Bilirubin Chemistry and Neurotoxicity
As discussed in Formation, Structure, and Properties of Bilirubin above, the polar groups of the bilirubin molecule, in its most stable conformation, are involved in intramolecular hydrogen bonding that restricts solvation and renders the pigment nearly insoluble in water at pH 7.4. When doubly ionized in alkaline medium, the molecule is much more soluble. The low water solubility of bilirubin and its tendency to aggregate and precipitate at physiologic pH, particularly acid pH, have long been thought to be key factors in its toxicity. Thus, when the concentration of bilirubin acid exceeds its solubility, bilirubin may gradually aggregate and precipitate from solution (17). Bilirubin crystals have been found in the brain cells of infants who died from kernicterus, and bilirubin concentrations of 2 mg/dL (34 μmol/L) have been observed in kernicteric brains (52). It is likely that even higher local concentrations of pigment exist in the brain in kernicterus and may occur when aggregates precipitate within brain cells (53,54). Wennberg (55) suggested that formation of reversible complexes between bilirubin monoanion and membranes is also important in the development of bilirubin encephalopathy.

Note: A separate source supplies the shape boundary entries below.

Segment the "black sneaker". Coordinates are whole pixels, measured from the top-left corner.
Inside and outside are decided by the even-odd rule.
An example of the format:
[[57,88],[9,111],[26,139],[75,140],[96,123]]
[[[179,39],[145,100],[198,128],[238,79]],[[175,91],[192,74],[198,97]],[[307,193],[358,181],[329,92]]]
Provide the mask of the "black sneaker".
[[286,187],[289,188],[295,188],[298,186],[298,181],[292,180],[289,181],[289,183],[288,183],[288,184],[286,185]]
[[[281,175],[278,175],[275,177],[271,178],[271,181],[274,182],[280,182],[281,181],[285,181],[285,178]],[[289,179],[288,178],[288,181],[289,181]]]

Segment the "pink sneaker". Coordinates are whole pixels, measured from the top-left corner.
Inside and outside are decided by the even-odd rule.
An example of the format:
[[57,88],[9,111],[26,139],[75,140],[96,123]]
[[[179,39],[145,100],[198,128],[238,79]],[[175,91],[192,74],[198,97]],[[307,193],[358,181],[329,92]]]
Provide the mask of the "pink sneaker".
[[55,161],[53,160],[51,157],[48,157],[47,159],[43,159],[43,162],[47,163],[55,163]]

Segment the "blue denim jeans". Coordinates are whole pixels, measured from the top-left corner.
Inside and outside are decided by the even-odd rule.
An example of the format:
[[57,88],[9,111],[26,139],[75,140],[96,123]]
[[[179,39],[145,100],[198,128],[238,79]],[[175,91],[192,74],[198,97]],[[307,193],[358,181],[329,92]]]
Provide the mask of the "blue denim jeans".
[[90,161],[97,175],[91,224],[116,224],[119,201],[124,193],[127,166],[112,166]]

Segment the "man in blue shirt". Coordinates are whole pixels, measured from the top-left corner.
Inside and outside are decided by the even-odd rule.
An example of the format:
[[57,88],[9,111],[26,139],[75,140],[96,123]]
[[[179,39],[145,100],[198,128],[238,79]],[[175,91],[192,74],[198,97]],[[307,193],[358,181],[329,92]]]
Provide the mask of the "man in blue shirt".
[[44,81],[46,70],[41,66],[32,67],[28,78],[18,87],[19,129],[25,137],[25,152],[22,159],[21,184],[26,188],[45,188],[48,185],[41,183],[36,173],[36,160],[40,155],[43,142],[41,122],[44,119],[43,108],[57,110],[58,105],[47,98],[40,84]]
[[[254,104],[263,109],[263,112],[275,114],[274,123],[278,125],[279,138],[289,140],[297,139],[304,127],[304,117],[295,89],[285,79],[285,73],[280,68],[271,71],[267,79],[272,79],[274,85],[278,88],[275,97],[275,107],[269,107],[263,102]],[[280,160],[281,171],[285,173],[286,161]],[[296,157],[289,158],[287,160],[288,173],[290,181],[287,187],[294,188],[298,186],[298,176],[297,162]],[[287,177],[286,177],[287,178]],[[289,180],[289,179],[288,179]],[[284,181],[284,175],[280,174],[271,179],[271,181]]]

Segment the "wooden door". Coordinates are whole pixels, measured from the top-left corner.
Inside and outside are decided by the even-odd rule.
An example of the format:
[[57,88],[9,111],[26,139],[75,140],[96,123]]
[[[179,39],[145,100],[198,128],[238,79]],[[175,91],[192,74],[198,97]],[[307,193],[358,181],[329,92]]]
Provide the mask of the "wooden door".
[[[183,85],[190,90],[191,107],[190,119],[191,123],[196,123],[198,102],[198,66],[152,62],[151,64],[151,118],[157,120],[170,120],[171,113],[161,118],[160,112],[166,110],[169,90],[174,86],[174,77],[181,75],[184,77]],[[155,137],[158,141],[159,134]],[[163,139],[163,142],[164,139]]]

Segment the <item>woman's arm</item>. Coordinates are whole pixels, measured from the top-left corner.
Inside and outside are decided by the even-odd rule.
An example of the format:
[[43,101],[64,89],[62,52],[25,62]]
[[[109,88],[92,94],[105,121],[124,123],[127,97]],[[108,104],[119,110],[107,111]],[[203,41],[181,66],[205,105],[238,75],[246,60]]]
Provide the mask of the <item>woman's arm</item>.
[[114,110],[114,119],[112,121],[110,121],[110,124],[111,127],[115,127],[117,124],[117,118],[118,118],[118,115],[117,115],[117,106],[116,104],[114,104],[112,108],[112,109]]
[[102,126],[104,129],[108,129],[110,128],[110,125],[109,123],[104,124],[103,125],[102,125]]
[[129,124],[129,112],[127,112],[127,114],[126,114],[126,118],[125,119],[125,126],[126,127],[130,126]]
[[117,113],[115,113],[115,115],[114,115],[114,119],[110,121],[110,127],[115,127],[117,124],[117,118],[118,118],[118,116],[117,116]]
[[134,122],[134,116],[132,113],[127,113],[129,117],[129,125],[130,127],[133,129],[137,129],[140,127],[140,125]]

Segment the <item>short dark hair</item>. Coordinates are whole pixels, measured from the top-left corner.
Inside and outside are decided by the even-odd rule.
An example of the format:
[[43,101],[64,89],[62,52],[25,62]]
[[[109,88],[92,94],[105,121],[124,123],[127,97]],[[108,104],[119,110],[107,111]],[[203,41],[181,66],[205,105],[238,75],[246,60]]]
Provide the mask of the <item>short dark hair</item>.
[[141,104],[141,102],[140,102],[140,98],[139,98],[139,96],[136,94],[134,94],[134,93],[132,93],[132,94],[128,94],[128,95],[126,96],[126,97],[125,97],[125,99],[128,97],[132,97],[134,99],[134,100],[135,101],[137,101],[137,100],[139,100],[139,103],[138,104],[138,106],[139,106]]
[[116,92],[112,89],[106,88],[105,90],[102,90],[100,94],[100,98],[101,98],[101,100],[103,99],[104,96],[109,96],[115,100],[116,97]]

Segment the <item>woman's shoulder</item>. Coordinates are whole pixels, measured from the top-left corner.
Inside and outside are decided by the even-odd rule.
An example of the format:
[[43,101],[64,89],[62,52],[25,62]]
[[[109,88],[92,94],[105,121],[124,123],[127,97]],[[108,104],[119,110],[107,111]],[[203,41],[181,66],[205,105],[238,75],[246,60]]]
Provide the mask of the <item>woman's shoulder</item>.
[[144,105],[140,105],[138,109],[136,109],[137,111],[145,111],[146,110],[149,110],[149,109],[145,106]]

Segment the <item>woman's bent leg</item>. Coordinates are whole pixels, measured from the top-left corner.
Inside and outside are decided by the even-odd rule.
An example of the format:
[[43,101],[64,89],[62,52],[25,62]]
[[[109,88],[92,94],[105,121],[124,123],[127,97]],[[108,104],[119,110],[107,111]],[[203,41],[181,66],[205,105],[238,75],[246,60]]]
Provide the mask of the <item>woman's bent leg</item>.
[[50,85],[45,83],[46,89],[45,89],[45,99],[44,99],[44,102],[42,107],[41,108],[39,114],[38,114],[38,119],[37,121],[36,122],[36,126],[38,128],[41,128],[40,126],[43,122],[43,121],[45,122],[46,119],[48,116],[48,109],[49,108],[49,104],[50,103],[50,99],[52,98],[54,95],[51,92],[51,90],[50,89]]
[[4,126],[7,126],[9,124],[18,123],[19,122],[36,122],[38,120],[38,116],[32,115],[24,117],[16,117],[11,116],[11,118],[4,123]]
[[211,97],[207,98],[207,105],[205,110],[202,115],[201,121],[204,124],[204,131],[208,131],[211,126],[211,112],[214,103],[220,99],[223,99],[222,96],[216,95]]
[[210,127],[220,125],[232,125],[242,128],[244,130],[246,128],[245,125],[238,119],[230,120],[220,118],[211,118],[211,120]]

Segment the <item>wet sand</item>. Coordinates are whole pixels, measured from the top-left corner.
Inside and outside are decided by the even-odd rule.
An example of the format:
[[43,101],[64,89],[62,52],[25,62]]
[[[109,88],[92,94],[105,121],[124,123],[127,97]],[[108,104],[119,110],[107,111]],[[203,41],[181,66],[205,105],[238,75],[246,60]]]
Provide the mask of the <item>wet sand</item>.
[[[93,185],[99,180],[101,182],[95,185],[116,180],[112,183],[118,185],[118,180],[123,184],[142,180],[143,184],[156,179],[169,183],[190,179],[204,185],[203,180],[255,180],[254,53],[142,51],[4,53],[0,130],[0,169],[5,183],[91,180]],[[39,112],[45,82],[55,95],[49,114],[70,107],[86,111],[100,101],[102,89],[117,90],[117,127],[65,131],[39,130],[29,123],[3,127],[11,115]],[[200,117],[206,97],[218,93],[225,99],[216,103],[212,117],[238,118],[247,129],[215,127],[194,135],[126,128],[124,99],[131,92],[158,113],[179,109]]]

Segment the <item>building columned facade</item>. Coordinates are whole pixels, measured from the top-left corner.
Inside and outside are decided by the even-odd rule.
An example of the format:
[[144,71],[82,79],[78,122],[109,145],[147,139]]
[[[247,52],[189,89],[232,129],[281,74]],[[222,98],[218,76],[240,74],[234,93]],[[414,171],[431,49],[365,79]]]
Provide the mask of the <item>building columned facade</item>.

Although it is known that bilirubin uncouples oxidative phosphorylation and inhibits cellular respiration and protein phosphorylation, there is no agreement that these are the key mechanisms of bilirubin toxicity in vivo (see Fig. 35-8). Bilirubin also inhibits mitochondrial enzymes, interferes with DNA and protein synthesis (56), and alters cerebral glucose metabolism (49,57). Unconjugated bilirubin will initiate a mitochondrial pathway of apoptosis in developing brain neurons (58) and it inhibits the function of Nmethyl-aspartate-receptor ion channels (59). Bilirubin also binds to lysine sites on albumin and ligandin, proteins that are essential for bilirubin transport and metabolism (49). Consequently, lysine binding may have a role in the pathogenesis of bilirubin toxicity.